I profughi palestinesi sono tali, caso unico al mondo, per «diritto ereditario». Sono i figli e i nipoti, discendenti «per linea paterna» delle famiglie palestinesi costrette ad abbandonare le loro terre e le loro case dopo la prima guerra arabo-israeliana, il conflitto del 1948 scoppiato dopo la nascita dello stato di Israele. Allora 750 mila palestinesi lasciarono le loro case. Israele occupò il 72% del territorio della Palestina contro il 56% stabilito da una risoluzione delle Nazioni Unite. Ciò che allora rimaneva di quella terra fu controllato dai Paesi arabi vicini, lo stato di Palestina non nacque. Per i palestinesi questa è stata la nakba, la catastrofe. Per assistere questi profughi, allora, fu creata l’Unrwa, United Nations Relief and Works Agency, agenzia delle Nazioni Unite. I profughi vennero così definiti: le «persone il cui normale luogo di residenza era la Palestina fra il giugno del 1946 e il maggio del 1948» e che «hanno perso tanto le loro abitazioni quanto i loro mezzi di sussistenza a causa della guerra».
In 70 anni quei profughi sono diventati quasi sei milioni. Nella striscia di Gaza sono registrati come rifugiati un milione e settecentomila persone. Su poco più di due milioni di abitanti della striscia. L’80% di loro vive sotto la soglia di povertà e dipende (per cibo, acqua, salute, elettricità, fogne) dall’impegno dell’Unrwa. A fine novembre, Juliette Touma, direttrice della comunicazione dell’agenzia, ha reso noto che 99 loro dipendenti erano morti per i bombardamenti israeliani.
I campi profughi palestinesi, diventati città, sono 59 (altri conteggi ne aggiungono ancora quattro). Le Nazioni Unite scrivono: sono aree «ipercongestionate di edifici a più piani con vicoli stretti, fra gli ambienti urbani più densamente popolati al mondo». Ventiquattro sono in Cisgiordania, otto a Gaza. Gli altri si trovano tra Libano, Siria e Giordania. A Gaza, come in Cisgiordania, i campi sono labirinti, palazzi scalcinati cresciuti in altezza, costruzioni pericolose, fatiscenti, vicoli senza luce, sovraffollati, privi di fognature degne di questo nome. I terreni non appartengono a chi vi abita. Il 90% dell’acqua non è potabile. Il 40% dei suoi abitanti ha meno di 15 anni, l’età media è 18 anni. La metà di loro, secondo l’Unrwa, non riceve un’educazione accettabile. Oggi, a Gaza Nord, i campi sono cumuli di macerie.
Ai primi di novembre, Israele ha bombardato e attaccato, nel Nord di Gaza, il più grande degli otto campi profughi della striscia.

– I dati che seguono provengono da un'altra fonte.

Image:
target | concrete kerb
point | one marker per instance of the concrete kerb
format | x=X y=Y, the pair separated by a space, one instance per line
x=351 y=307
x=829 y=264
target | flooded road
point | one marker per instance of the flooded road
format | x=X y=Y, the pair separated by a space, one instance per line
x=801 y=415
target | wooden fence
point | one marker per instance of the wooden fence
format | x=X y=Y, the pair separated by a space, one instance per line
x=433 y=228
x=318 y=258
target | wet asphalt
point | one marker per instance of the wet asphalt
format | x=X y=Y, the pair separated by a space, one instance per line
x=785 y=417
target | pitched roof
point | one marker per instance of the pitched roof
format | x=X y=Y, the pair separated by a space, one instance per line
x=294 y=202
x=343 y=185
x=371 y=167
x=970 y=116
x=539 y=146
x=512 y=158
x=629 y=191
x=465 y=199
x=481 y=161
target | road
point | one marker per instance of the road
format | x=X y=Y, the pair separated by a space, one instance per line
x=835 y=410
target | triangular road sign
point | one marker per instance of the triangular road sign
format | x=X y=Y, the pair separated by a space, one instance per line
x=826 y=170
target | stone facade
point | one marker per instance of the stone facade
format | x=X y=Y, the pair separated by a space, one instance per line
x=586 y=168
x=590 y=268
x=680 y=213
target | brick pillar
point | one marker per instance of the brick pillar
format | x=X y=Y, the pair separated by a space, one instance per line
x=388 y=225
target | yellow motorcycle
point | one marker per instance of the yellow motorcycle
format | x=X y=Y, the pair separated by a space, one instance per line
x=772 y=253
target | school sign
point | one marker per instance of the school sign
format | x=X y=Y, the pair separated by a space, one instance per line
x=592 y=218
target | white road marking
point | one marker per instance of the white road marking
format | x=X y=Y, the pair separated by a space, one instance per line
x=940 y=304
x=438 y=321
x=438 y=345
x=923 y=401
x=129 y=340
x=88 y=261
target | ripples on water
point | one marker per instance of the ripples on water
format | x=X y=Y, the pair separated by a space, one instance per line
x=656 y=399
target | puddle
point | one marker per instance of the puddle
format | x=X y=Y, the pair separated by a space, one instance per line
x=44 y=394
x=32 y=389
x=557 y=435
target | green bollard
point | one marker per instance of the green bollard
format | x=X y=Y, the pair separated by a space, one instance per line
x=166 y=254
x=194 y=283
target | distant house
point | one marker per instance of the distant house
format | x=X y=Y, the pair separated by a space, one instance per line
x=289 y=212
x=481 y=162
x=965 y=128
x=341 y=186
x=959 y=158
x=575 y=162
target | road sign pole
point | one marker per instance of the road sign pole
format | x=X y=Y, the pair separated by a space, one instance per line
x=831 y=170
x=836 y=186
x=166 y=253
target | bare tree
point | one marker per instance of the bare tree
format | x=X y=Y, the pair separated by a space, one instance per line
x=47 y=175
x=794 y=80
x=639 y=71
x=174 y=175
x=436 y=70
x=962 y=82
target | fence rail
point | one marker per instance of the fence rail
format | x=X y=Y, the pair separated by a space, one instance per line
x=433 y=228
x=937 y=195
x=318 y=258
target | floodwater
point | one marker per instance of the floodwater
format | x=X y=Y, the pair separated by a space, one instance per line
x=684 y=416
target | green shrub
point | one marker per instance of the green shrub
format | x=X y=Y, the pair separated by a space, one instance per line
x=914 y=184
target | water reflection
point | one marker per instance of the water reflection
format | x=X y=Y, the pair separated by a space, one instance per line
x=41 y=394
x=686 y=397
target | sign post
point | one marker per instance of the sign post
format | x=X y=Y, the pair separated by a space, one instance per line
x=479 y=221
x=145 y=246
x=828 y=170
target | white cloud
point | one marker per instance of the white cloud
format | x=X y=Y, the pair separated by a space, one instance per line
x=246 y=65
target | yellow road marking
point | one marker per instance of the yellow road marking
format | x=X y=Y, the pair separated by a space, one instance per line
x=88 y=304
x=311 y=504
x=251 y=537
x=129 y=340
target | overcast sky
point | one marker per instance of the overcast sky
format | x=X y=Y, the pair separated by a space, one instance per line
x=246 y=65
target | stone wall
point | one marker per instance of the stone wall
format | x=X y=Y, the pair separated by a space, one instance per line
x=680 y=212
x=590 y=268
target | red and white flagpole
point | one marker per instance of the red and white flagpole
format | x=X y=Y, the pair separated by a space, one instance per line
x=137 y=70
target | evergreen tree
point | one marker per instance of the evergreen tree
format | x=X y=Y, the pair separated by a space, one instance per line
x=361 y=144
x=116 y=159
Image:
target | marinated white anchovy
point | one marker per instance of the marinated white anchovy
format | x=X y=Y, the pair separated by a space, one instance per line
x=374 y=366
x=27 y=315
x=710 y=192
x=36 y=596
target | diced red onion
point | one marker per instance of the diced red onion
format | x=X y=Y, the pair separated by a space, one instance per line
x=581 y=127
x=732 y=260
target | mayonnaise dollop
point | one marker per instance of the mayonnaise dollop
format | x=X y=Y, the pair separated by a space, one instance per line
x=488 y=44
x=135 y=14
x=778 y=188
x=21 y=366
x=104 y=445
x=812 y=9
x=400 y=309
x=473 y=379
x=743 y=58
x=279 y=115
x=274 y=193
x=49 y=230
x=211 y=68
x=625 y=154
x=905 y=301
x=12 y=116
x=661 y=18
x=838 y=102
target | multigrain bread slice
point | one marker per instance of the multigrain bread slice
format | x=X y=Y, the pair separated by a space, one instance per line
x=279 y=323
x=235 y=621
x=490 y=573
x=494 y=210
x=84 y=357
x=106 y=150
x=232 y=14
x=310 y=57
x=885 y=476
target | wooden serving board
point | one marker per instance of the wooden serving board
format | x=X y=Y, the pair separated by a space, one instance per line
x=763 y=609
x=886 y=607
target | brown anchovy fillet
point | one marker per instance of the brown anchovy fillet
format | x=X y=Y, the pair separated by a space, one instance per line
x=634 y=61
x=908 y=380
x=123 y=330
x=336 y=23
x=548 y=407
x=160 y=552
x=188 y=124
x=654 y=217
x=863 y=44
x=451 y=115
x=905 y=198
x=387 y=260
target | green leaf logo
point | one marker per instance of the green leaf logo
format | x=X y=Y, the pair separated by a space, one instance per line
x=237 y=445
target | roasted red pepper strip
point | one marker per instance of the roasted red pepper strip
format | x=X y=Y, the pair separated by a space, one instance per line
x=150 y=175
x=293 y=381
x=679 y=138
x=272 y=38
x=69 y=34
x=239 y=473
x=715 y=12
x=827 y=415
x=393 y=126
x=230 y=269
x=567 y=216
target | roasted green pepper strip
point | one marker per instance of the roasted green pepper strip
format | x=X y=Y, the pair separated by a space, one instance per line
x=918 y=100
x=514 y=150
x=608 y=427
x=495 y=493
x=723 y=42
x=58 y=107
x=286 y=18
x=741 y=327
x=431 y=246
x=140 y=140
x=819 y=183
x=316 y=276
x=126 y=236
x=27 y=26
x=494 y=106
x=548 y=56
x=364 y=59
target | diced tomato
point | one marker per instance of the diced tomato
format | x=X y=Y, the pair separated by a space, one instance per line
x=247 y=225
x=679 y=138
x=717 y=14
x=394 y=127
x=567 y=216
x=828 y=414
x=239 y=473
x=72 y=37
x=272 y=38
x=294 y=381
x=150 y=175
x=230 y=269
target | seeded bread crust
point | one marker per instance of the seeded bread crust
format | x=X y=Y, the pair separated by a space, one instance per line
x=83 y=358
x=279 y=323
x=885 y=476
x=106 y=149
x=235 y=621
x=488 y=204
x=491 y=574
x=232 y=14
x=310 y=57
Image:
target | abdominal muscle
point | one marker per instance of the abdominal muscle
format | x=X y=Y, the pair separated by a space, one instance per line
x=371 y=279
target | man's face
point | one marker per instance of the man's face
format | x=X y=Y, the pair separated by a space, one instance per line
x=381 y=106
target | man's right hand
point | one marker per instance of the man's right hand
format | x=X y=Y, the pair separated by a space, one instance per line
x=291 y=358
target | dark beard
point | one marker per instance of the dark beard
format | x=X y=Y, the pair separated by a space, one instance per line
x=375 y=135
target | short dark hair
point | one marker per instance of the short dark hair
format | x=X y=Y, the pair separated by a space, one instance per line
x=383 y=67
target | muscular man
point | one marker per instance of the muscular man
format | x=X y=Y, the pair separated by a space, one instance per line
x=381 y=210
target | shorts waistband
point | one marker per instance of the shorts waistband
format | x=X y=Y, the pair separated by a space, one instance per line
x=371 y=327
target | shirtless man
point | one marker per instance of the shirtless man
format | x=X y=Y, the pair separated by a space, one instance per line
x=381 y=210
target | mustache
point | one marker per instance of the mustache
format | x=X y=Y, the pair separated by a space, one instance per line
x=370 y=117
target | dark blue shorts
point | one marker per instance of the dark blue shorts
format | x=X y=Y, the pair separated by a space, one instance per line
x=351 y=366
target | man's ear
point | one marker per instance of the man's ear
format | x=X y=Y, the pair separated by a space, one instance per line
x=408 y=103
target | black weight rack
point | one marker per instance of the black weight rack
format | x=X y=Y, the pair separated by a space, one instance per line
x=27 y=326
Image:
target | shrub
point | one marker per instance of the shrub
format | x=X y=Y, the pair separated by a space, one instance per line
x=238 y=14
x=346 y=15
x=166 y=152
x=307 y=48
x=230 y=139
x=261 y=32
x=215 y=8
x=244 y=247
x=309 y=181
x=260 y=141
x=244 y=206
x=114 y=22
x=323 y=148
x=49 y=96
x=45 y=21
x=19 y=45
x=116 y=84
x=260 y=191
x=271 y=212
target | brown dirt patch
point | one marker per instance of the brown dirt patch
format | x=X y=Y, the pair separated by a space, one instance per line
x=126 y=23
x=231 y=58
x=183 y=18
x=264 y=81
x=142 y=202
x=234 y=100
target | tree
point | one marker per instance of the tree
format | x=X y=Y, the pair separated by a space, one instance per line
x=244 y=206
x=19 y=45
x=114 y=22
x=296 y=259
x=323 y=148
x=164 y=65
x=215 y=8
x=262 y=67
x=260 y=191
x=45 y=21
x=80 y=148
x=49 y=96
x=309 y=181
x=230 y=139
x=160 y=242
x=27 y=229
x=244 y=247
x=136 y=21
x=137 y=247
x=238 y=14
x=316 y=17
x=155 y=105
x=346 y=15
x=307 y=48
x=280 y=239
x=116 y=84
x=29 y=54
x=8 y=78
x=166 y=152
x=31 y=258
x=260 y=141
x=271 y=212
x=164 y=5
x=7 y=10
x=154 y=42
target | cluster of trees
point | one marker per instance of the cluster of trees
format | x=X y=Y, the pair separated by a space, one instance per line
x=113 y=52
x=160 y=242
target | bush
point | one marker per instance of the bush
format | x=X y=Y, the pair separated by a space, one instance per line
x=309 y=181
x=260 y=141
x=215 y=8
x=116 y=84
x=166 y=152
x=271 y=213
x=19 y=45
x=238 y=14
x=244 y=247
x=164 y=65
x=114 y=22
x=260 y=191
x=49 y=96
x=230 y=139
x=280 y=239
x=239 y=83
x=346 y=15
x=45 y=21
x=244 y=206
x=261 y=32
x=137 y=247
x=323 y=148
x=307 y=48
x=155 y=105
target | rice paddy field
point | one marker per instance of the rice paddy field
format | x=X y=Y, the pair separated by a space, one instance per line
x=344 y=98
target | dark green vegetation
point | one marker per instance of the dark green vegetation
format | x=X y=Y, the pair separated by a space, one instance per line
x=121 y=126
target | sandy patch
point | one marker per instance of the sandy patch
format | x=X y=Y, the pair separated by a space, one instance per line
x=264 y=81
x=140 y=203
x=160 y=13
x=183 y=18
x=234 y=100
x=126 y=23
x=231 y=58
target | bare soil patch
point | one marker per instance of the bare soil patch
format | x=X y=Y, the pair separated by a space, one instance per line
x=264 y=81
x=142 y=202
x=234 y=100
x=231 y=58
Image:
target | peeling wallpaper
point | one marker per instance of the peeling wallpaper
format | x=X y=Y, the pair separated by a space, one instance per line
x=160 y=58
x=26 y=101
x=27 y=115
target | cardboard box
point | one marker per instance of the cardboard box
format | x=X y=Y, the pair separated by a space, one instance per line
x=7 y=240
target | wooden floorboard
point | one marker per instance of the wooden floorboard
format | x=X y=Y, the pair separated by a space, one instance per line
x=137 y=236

Jabalia. Sono morte decine di palestinesi. L’esercito israeliano ha sostenuto che qui si trovava un centro di addestramento di Hamas e vi si nascondevano alcuni dei suoi capi militari. A Jabalia vivevano (erano registrate come profughi) 116 mila persone. In un’area di poco più di un chilometro quadrato (per capirsi: Padova è la città veneta con la più alta densità abitativa della regione: 2267 abitanti per chilometro quadrato). Le Nazioni Unite definiscono come «substandard» le condizioni di vita per i palestinesi a Jabalia.